Buralistes en colère : «Je ne veux pas mourir pour 30 €»

Cinq buralistes de Haute-Garonne ont été victimes de braqueurs ces dernières semaines. L’un d’eux témoigne, et s’alerte de la situation des petits commerces.

Les buralistes sont restés fermés pendant une heure, hier, en hommage à leur confrère tué à Marseille./Photo DDM illustration, D. Pouydebat ()

«Je ne veux pas qu’on puisse me reconnaître». Encore sous le choc du braquage qu’il a subi il y a quelques jours, ce buraliste haut-garonnais est le seul à avoir accepté de témoigner. Mais sous couvert d’anonymat. «Pas pour moi, mais pour ma famille, qui a eu encore plus peur que moi, et qui s’en remet difficilement».

Comment s’est déroulée l’agression dont vous avez été victime ?

C’était en milieu de journée. J’étais avec mon employé à la caisse. L’agresseur devait nous guetter depuis de longues minutes. Il a attendu qu’il n’y ait plus de client dans la boutique, plus il est entré, une capuche sur la tête, le visage dissimulé. Il avait une arme. C’est allé très vite. Il a dit : «La caisse, vite ! La caisse !» J’étais de dos, en train de ranger des cigarettes. J’ai dit à mon employée, devant la caisse, de ne pas paniquer, et de donner l’argent. Il est reparti avec quelques dizaines d’euros, presque rien.

Depuis, un buraliste a été tué à Marseille, pour 30 €…

Oui, ça fait froid dans le dos. Mais nous n’allons pas abandonner. En même temps, je ne veux pas me faire tuer pour 30 €…

Aujourd’hui, que ressentez-vous ?

(Très calme) Je ne me sens pas traumatisé. Par contre, les membres de ma famille le sont. Ils n’étaient pas sur place, et c’est peut-être encore pire que d’avoir vécu l’agression. Les clients aussi sont traumatisés. Par contre, je ressens de la colère. C’est tellement facile. Il suffit d’une capuche, d’une écharpe, d’un pistolet. L’agresseur peut très bien recommencer ailleurs.

Les buralistes sont de plus en plus visés par des braqueurs. Comment vous protégez-vous ?

D’abord, nous ne gardons jamais trop d’argent dans la caisse. Le braqueur n’a presque rien pris, et pourtant nous étions un jour de grosses mises à un jeu de tirage. Nous avons aussi des caméras à l’intérieur de la boutique.
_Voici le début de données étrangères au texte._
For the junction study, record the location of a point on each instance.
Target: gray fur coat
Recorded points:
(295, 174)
Mais elles ne filment que l’intérieur. Nous demandons, nous les buralistes, à pouvoir placer des caméras à l’extérieur, comme il en existe au-dessus des distributeurs de billets. Sinon, la nuit le magasin est une forteresse. Il est quasi-impossible de le cambrioler. Mais cela pousse d’autant plus les malfrats à nous agresser physiquement, en journée.

Que faire alors ?

Il faut que la justice soit plus sévère. Trop d’agresseurs – quand on parvient à les arrêter – s’en tirent avec une sanction non-dissuasive. La société évolue. Les petits commerces sont les seuls à avoir encore des espèces à disposition. Combien de coiffeurs cambriolés ? De boulangers braqués ? Et évidemment nous les buralistes, qui sommes les commerces les plus à risque. Il faut aussi que l’État arrête d’augmenter le prix du tabac. C’est devenu un produit de luxe. Bientôt, il faudra mettre les cigarettes sous vitrine…


Rideau baissé

Hier entre 10 heures et 11 heures, la quasi-totalité des 350 buralistes de Haute-Garonne a baissé son rideau de fer, en hommage à Mohamed Cheguenni, ce buraliste assassiné à Marseille vendredi 9 novembre. «Mais il faut continuer sur le terrain politique, en faisant entendre nos revendications», souligne Gérard Vidal, président de la Chambre départementale des buralistes.